Certo, l’algoritmo è brillante, ma anche incline a fabbricare citazioni false. Floridi stesso racconta di un articolo mai scritto con un amico giornalista, attribuito dal bot con disinvoltura. La hallucination, quel difetto strutturale dei LLM che agisce come una bugia elegante, torna protagonista anche nella sfera accademica. Ma il professore non si indigna: si limita a sorridere. Come dire: ci siamo infilati nel tunnel e ora tocca illuminarlo da dentro.
La chiave, dice, è capire che gli abusi — dalla manipolazione alla disinformazione — non sono colpa dei chatbot, ma di chi li usa. È la versione aggiornata del “guns don’t kill people” della Silicon Valley: gli strumenti sono neutri, sono gli umani ad essere moralmente complicati. E tuttavia, proprio per questo, servono nuove forme di alfabetizzazione: tecniche, ma anche storiche, culturali, semantiche. Una pedagogia della complessità per utenti sempre più dipendenti da scorciatoie generative.
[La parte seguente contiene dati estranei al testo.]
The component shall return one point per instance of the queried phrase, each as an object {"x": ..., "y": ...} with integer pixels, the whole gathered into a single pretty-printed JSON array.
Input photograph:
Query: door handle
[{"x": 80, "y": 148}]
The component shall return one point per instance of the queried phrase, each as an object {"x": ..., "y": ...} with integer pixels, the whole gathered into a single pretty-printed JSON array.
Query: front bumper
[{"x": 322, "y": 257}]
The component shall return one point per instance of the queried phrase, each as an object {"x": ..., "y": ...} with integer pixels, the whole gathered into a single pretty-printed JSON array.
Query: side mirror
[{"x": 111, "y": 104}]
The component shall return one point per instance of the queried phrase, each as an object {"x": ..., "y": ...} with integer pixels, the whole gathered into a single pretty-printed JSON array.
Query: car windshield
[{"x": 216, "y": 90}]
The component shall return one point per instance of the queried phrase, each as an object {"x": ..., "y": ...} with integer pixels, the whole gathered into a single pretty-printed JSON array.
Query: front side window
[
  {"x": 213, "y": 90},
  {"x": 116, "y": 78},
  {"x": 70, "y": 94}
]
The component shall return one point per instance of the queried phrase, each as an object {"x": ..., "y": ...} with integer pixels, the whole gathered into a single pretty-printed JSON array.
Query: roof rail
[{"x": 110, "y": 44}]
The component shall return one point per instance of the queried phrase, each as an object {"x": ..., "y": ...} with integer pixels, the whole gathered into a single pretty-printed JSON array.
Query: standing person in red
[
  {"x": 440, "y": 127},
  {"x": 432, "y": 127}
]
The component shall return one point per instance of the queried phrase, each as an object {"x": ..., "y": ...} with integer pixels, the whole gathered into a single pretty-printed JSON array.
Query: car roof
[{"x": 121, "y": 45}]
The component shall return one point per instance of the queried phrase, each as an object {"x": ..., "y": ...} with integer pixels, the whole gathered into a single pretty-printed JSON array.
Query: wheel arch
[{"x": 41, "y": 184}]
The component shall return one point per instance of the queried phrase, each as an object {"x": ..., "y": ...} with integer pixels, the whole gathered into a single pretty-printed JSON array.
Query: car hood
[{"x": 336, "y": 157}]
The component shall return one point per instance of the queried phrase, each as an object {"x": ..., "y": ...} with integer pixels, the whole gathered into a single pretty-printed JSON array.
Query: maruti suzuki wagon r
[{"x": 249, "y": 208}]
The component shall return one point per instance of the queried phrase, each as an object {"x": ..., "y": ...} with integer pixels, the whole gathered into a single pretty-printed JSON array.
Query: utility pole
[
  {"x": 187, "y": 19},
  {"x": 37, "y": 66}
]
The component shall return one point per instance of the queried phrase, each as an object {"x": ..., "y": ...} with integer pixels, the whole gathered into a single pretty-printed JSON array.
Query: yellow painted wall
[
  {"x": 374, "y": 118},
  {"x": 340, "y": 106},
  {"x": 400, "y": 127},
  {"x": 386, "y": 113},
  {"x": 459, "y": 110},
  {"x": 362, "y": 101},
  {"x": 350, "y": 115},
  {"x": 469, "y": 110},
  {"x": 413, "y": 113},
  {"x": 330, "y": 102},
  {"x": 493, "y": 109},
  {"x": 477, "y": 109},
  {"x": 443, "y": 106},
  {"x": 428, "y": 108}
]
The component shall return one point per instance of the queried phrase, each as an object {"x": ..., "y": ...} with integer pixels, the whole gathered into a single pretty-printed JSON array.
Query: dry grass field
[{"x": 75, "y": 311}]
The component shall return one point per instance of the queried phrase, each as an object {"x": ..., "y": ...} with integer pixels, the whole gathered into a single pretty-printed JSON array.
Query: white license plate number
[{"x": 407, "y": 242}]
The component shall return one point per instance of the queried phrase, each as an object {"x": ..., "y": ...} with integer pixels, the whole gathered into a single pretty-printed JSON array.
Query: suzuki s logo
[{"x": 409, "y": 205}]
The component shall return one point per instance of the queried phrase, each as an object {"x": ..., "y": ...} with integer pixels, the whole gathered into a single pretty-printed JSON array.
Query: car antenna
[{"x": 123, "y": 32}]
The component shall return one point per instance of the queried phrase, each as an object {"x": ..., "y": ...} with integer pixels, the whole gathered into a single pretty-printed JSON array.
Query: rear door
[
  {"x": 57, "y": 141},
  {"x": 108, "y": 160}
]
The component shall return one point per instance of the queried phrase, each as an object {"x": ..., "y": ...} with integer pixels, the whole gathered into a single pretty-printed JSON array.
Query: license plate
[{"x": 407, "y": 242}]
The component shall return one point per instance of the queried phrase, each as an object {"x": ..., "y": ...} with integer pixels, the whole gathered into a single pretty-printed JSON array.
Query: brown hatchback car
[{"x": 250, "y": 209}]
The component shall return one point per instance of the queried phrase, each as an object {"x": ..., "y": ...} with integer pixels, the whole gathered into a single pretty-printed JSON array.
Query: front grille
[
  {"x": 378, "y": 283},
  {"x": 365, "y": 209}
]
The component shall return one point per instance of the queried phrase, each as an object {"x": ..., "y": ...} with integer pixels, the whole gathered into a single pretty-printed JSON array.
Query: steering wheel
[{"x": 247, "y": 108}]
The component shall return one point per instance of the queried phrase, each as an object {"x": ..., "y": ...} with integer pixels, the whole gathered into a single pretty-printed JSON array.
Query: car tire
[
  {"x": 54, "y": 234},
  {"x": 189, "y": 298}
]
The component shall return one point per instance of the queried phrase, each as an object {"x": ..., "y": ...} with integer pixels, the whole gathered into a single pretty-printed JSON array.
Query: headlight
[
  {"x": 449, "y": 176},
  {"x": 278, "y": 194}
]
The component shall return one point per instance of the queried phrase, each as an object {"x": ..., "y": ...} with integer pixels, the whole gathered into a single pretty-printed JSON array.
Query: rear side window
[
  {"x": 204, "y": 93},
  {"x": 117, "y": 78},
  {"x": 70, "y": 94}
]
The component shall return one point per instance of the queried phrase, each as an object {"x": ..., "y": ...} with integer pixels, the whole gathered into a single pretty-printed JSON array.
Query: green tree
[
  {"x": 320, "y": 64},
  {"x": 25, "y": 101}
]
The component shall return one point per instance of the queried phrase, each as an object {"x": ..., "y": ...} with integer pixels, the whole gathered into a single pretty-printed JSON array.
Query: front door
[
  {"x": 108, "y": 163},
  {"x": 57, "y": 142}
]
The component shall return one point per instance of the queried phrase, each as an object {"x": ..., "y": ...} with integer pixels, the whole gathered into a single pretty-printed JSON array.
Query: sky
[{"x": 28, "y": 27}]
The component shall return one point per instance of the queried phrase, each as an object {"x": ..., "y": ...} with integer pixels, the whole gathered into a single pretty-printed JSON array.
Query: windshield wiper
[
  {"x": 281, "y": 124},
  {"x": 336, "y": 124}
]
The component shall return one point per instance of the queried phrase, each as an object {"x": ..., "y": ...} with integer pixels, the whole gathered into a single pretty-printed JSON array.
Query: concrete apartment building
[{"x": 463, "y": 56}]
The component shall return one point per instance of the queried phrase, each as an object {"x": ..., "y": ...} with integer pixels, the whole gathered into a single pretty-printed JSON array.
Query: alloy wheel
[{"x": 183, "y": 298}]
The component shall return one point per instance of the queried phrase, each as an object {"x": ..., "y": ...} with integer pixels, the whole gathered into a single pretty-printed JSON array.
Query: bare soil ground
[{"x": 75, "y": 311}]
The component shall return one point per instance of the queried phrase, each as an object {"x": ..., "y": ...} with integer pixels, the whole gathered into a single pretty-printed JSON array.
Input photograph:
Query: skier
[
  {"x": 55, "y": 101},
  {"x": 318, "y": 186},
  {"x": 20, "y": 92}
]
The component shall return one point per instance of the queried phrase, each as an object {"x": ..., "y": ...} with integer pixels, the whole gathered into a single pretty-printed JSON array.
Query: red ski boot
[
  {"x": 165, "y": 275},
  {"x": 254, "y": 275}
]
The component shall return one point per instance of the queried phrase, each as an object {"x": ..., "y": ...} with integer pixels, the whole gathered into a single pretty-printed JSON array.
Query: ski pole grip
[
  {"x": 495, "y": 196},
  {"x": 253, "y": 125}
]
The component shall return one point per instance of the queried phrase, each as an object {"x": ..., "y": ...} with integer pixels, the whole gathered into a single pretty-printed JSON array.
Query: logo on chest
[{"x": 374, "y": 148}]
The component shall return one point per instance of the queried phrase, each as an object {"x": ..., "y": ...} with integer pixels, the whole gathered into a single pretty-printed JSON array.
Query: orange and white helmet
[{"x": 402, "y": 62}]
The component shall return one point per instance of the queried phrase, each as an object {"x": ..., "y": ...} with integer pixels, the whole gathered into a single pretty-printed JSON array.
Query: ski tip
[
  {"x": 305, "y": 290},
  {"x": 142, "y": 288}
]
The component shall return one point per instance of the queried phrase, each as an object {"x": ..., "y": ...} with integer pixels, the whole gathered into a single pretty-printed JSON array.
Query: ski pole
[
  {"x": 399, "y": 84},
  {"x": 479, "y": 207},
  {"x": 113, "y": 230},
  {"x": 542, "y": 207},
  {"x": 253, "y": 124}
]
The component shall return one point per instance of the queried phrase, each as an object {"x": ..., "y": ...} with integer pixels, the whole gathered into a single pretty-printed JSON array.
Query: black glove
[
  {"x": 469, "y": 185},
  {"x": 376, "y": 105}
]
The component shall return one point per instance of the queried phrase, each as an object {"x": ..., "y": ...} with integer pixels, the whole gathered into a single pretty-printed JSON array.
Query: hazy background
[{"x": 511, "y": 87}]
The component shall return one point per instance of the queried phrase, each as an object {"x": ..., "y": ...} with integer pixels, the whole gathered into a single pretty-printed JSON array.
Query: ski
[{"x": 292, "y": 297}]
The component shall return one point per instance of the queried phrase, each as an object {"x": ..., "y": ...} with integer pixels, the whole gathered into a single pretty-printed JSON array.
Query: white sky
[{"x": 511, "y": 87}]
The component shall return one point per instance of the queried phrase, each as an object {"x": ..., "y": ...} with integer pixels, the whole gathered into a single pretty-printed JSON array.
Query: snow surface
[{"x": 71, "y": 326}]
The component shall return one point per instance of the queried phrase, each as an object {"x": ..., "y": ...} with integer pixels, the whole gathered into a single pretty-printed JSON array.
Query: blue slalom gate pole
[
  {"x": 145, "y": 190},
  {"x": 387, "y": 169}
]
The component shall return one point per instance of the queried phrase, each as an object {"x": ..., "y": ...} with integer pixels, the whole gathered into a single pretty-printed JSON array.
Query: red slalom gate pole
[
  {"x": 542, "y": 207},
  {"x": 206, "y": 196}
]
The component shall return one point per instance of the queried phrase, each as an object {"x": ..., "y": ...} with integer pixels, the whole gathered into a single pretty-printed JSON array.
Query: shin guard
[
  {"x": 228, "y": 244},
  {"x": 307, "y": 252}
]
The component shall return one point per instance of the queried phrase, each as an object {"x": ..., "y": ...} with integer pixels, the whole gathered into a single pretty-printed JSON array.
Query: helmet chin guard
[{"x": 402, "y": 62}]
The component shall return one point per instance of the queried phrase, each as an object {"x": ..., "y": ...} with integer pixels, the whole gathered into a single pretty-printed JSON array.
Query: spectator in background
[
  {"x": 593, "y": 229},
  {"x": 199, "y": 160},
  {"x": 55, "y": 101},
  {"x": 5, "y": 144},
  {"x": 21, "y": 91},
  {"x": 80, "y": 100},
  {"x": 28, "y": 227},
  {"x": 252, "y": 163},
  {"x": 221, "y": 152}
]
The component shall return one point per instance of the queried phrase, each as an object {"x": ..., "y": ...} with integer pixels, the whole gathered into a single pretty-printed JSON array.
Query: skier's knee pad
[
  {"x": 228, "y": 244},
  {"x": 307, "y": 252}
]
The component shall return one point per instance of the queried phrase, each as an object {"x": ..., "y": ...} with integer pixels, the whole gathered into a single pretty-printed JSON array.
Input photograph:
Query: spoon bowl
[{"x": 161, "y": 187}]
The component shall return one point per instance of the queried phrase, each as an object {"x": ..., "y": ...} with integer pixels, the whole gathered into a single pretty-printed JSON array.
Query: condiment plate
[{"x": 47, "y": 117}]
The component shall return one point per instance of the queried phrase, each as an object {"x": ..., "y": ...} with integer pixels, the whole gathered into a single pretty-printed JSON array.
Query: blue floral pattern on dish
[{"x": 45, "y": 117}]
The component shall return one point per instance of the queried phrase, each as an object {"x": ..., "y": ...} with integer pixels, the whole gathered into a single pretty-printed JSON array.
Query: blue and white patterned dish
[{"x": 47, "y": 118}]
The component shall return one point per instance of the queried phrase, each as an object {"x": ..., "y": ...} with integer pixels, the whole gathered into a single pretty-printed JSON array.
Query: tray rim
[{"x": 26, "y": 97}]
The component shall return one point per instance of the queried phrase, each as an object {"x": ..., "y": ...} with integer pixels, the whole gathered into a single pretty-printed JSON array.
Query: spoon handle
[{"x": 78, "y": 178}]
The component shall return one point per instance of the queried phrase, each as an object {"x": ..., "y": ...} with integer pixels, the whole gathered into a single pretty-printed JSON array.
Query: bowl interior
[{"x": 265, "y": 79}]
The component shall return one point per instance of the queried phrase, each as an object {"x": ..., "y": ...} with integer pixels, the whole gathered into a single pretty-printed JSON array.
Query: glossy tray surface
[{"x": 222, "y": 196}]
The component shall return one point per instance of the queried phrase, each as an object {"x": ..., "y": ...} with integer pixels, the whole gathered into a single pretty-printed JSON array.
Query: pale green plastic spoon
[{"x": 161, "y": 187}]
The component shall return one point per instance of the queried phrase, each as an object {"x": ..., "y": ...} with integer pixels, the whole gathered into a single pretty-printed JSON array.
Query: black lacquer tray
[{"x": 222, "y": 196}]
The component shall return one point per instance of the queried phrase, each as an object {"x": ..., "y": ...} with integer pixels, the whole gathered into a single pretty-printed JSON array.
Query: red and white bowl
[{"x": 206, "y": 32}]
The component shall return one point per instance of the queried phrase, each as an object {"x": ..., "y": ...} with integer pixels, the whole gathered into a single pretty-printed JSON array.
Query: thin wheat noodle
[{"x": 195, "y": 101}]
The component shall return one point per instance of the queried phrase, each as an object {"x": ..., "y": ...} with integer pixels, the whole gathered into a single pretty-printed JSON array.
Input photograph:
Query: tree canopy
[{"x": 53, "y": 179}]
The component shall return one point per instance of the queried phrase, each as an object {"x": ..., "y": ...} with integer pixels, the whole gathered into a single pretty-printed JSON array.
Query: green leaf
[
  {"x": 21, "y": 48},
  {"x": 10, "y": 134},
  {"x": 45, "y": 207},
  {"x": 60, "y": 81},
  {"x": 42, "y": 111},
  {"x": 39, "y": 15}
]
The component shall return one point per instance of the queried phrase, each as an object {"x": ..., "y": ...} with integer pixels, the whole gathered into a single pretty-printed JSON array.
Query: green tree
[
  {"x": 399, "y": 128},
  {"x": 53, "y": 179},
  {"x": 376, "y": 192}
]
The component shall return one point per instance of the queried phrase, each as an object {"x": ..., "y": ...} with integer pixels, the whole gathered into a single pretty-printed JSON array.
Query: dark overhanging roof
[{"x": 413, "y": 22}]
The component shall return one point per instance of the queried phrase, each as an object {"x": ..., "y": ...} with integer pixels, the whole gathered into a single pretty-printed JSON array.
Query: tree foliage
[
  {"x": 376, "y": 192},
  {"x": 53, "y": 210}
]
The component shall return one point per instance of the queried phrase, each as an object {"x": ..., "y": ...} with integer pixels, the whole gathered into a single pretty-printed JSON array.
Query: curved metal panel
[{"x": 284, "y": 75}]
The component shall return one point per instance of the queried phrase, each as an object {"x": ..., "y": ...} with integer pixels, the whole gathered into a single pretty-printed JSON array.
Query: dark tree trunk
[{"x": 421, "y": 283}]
Floridi lo sa benissimo: la vera battaglia epistemica non è contro l’AI, ma contro la superficialità con cui viene assunta come sostituto cognitivo. I chatbot rischiano di minare l’autonomia intellettuale, riducendo la fatica del pensare a una richiesta promptata. È qui che la sua posizione si fa più tagliente: “La dipendenza da questi strumenti può ridurre il pensiero critico.” Non un grido luddista, ma un monito da insider del pensiero computazionale.
C’è anche un altro nodo, apparentemente secondario, ma eticamente rovente: l’accessibilità. Gli strumenti AI richiedono connettività, alfabetizzazione digitale, spesso competenze linguistiche alte. Chi è tagliato fuori? I soliti noti: anziani, comunità marginalizzate, cittadini dei Sud globali. Il nuovo divario digitale non è più solo questione di hardware, ma di accesso alla simulazione della conoscenza.
Nel frattempo, mentre i giganti della Silicon Valley si affannano a integrare AI ovunque, da Google Docs al frigorifero, LuFlot lancia una provocazione culturale: si può addestrare un’AI sulla filosofia, non per rispondere, ma per far pensare. Ed è qui che il progetto tocca una corda sottile, quasi paradossale: un bot nato non per sostituire il maestro, ma per moltiplicarne le tracce interpretative. Una sorta di iperindice intelligente del pensiero floridiano.
Il rischio? Che venga usato per copiare tesi di laurea con fonti apparenti e pensiero assente. Il potenziale? Che diventi un assistente dialettico in grado di sollecitare, contestare, provocare. Il tutto a patto di non confondere la mappa con il territorio, l’avatar con l’autore, il prompt con la fatica del ragionamento.
Curiosamente, il progetto LuFlot riporta in scena anche una vecchia ambizione della filosofia continentale: il sogno di una enciclopedia vivente, generativa, relazionale. Ma stavolta non è Diderot, è OpenAI. Non è Parigi, ma New Haven. Non è carta, ma codice.
E se un domani Heidegger, Wittgenstein e Foucault avessero tutti un bot personale, addestrato sui loro scritti, potremmo parlare davvero di “resurrezione intellettuale”? O solo di replicanti narrativi che recitano idee come attori in un teatro quantistico?
Per ora, Luciano c’è. O meglio, c’è anche se non c’è. Parlare con LuFlot è un po’ come aprire un dialogo socratico con una coscienza distribuita. Il che, diciamolo, è già qualcosa. Purché non ci dimentichiamo che la vera intelligenza — quella difficile, quella lenta, quella non generativa — è ancora tutta da conquistare.